Is an explicitly deleted destructor implicitly marked constexpr?

Question

When explicitly defaulting a destructor (e.g.: struct s { ~s() = default; };), it seems that the type can still be used in a constexpr context. However, when explicitly deleting a destructor (e.g.: struct s { ~s() = delete; };), Clang no longer thinks the type is viable for a constexpr context.

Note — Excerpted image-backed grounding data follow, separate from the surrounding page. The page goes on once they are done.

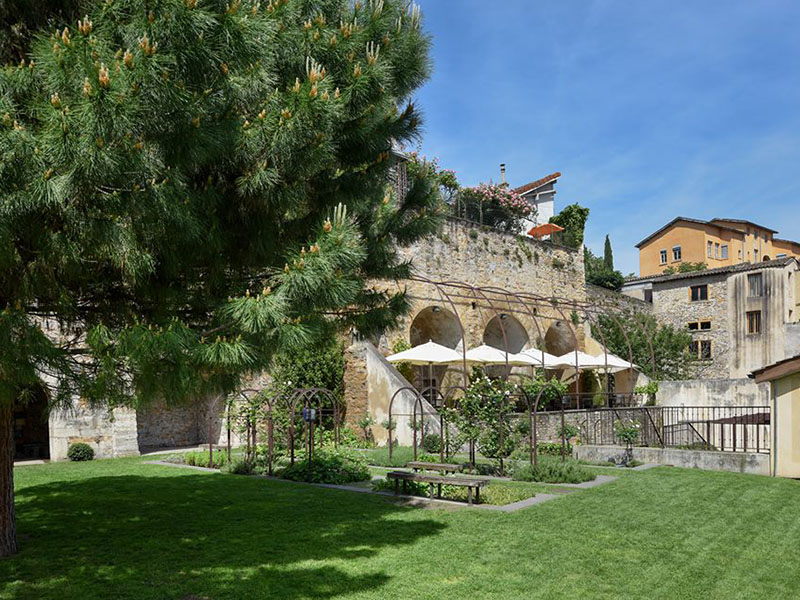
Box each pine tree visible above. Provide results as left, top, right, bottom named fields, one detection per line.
left=0, top=0, right=440, bottom=556
left=603, top=234, right=614, bottom=271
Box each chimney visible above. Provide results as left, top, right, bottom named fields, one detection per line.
left=500, top=163, right=506, bottom=184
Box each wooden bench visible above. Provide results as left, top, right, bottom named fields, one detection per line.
left=386, top=470, right=489, bottom=505
left=406, top=461, right=463, bottom=474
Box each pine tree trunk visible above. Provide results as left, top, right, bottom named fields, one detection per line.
left=0, top=402, right=18, bottom=557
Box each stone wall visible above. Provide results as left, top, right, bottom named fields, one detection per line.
left=585, top=283, right=653, bottom=316
left=657, top=378, right=770, bottom=408
left=49, top=401, right=139, bottom=461
left=652, top=271, right=730, bottom=378
left=384, top=219, right=587, bottom=376
left=342, top=341, right=369, bottom=429
left=136, top=402, right=205, bottom=451
left=574, top=444, right=770, bottom=476
left=344, top=219, right=589, bottom=431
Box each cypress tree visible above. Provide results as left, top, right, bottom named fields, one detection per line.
left=0, top=0, right=439, bottom=556
left=603, top=234, right=614, bottom=270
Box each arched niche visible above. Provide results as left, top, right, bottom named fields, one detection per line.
left=483, top=314, right=529, bottom=353
left=409, top=306, right=462, bottom=350
left=408, top=306, right=463, bottom=402
left=544, top=320, right=577, bottom=356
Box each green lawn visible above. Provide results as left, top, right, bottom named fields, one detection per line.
left=2, top=458, right=799, bottom=599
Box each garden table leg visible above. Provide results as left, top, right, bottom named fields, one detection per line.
left=437, top=483, right=442, bottom=498
left=467, top=487, right=473, bottom=506
left=394, top=479, right=399, bottom=495
left=429, top=483, right=434, bottom=499
left=402, top=480, right=407, bottom=494
left=475, top=487, right=480, bottom=504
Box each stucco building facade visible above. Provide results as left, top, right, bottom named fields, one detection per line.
left=635, top=217, right=800, bottom=278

So, as the title suggests, can a type with an explicitly deleted destructor still be used in a constexpr context?

struct a { ~a() = default; };           // all ok
struct b { ~b(){} };                    // all fail
struct c { ~c() = delete; };            // fails on clang
struct d { constexpr ~d() = default; }; // all ok
struct e { constexpr ~e(){} };          // all ok
struct f { constexpr ~f() = delete; };  // all ok

static_assert(noexcept([]<c>{}));

The error produced by Clang 16.0.0 and Clang trunk:

<source>:9:28: error: non-type template parameter has non-literal type 'c'
static_assert(noexcept([]<c>{}));
                           ^
<source>:3:12: note: 'c' is not literal because its destructor is not constexpr
struct c { ~c() = delete; };            // fails on clang
           ^

Live example

Answer 1

For a class to be a literal type, all you need is a constexpr destructor. = deleted functions have been allowed to be constexpr for a long time.

However, if you don't mark it constexpr, then it isn't constexpr except defaulted destructors which have an extra rule ([class.dtor]p9):

A defaulted destructor is a constexpr destructor if it satisfies the requirements for a constexpr destructor ([dcl.constexpr]).

Which a class with no members does, so ~a() = default; is constexpr.
~c() = delete; isn't constexpr because there's no reason for it to be. constexpr ~f() = delete; is constexpr because it's marked constexpr.

Clang is correct here: ~s() = delete; would not be constexpr if it is not specified to be, so can't be used as a literal type. It seems that std::is_literal_v<c> passes in gcc erroneously.